The findings by Kawano et al are important because they provide formal demonstration that neutrophils, which are the most abundant cells in the BM, are bona fide regulators of the HSC/HPC niche. Previous studies had demonstrated that neutrophils can induce local inhibition of niches or control granulopoiesis from extramedullary tissues.6,7  The present study, however, is the first to identify a neutrophil-derived product that positively regulates niche cells. Although less abundant, monocytes and macrophages respond in a similar way, thereby reinforcing the notion that innate immune cells form an important regulatory network within the marrow. Different from other niche cells, however, neutrophils and other myeloid cells appear to provide a system that better integrates environmental signals for finer regulation of HSCs/HPCs during stress. The study thus raises the question of whether (and if so how) innate immunity regulates stem cell niches in the context of pathological stress (eg, infection or leukemia).

Finally, it is intriguing that experimental depletion of neutrophils caused mild but significant reductions in body temperature after G-CSF treatment.
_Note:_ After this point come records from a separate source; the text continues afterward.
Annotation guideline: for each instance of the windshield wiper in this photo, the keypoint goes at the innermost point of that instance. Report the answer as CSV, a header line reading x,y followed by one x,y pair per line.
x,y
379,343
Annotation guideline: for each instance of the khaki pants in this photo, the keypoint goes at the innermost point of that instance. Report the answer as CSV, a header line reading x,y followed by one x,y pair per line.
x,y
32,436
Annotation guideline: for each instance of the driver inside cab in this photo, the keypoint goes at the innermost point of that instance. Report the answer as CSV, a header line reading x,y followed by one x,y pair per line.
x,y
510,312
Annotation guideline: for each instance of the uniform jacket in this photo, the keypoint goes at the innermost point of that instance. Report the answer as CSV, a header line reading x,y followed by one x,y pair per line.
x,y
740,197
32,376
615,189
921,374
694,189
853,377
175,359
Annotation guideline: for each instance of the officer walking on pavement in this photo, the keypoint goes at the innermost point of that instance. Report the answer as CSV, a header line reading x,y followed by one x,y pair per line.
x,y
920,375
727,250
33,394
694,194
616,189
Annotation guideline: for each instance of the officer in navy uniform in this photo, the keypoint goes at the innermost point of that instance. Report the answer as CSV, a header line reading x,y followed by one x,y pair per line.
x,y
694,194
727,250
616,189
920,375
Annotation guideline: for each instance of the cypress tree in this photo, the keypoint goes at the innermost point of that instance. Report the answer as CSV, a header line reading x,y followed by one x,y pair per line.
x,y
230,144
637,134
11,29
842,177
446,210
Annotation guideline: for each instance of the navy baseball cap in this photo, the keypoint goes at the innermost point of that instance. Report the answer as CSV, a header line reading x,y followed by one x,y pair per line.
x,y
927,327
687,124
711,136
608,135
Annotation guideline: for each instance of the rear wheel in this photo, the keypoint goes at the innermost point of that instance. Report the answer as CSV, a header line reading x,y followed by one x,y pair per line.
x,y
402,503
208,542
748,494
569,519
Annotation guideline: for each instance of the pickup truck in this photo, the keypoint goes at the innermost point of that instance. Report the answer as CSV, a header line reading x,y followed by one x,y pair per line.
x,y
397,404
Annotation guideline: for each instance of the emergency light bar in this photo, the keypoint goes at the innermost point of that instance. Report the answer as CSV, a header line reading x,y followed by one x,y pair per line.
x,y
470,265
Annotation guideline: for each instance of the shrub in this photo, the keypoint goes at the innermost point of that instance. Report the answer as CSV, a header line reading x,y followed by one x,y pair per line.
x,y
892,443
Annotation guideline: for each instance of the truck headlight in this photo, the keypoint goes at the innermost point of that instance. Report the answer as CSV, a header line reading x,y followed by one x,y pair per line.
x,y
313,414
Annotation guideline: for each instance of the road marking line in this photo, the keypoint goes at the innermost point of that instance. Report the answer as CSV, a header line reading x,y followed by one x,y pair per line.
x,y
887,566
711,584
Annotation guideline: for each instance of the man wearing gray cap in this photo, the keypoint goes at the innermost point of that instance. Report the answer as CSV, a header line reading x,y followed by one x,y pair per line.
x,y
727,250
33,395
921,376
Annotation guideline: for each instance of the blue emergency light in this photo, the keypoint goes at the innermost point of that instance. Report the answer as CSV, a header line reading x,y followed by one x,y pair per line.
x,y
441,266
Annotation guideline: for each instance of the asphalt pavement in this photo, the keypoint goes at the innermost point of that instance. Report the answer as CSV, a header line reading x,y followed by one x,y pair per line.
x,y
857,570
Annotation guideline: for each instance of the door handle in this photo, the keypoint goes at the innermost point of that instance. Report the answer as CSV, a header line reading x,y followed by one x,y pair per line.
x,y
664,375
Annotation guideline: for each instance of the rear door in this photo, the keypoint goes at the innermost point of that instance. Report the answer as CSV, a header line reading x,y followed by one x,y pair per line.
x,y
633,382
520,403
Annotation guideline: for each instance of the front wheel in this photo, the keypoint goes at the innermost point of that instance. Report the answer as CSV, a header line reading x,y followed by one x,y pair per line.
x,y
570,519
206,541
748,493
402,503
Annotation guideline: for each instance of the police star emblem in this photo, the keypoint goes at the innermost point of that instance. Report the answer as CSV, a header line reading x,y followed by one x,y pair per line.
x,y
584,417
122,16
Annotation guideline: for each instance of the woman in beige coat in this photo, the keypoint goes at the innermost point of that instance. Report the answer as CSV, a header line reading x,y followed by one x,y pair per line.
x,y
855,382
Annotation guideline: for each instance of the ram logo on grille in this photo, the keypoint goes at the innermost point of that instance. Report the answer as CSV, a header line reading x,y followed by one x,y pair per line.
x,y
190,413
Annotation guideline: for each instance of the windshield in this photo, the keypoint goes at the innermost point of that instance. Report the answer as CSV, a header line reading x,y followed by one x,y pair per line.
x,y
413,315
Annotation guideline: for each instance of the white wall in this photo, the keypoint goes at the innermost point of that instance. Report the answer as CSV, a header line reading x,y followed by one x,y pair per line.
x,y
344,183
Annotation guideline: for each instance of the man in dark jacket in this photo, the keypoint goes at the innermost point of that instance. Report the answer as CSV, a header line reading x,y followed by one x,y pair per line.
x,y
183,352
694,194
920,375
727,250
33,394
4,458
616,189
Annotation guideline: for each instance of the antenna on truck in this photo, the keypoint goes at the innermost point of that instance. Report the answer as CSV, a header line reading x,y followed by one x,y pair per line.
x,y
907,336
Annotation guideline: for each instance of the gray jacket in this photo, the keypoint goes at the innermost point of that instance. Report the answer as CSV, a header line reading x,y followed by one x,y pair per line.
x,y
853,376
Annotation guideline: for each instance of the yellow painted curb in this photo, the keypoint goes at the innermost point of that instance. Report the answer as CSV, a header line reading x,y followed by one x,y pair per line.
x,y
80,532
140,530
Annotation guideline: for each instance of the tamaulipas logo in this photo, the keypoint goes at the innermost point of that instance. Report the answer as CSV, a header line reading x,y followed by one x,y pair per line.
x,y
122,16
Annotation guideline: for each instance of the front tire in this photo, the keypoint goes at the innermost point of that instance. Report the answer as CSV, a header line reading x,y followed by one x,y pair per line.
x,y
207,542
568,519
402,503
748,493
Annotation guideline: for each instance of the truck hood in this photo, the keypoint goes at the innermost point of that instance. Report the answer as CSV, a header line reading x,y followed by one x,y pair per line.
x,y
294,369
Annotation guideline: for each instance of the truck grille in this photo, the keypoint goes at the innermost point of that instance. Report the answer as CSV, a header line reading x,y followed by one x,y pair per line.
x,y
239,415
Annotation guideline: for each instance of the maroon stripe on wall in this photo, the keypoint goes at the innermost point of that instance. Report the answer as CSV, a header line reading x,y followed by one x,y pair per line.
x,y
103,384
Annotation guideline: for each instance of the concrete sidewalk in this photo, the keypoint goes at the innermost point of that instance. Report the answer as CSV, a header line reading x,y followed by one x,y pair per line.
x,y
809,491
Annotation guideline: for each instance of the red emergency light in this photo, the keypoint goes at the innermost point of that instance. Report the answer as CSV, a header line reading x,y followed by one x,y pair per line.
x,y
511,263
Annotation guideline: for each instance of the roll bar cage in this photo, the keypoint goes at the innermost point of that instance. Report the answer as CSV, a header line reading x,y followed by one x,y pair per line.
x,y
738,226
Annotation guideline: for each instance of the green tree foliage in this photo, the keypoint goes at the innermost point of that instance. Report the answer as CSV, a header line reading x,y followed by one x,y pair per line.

Because neutrophils are distributed in many more organs than the BM, and can themselves produce not only PGE2 but also catecholamines,8  it would seem that neutrophils are superbly positioned to regulate core processes, as illustrated here for body temperature and stem cell niches. Clearly, neutrophils are much more than immune defenders.

Conflict-of-interest disclosure: The author declares no competing financial interests.